Unveiling non-small cell lung cancer treatment effect heterogeneity: a comparative analysis of statistical methods.

For patients with advanced non-small cell lung cancer lacking targetable genomic alterations, the impact of clinico-genomic characteristics on the effectiveness of combining chemotherapy with immunotherapy is unclear. We evaluated four statistical methods for detecting heterogeneous treatment effects (HTE) related to clinical factors, including programmed death-ligand 1 (PD-L1) expression, tumor mutation burden (TMB), and stage at diagnosis, using the American Association for Cancer Research Project GENIE BPC dataset supplemented with institutional data collected under the same data curation model. A two-sided p-value ≤0.05 was used to denote statistical significance for all analyses. The mixture model revealed two latent subgroups: in one subgroup, there was no meaningful treatment effect, with average PFS only 5% longer with immunotherapy alone (95% confidence interval [CI] -19%, 35%); in the second subgroup, immunotherapy alone was associated with a 35% decrease in average PFS (95% CI -59%, 2%), corresponding to a ratio in treatment effects of 1.62 (95% CI 1.02, 2.57). There was a marginal association between lower TMB levels and membership in the subgroup with improved PFS following receipt of chemoimmunotherapy.
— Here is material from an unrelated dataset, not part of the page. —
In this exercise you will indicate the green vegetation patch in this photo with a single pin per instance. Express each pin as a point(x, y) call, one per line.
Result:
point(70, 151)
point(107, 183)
The causal survival forest highlighted the importance of TMB (variable importance ranking: 1) and PD-L1 (variable importance ranking: 3) when assessing heterogeneity. In contrast, the accelerated failure time and Cox proportional hazards models did not detect any statistically significant HTE. In simulations, the mixture model identified HTE more frequently than other methods, especially with weak covariate relationships, demonstrating its utility for informing personalized treatment approaches.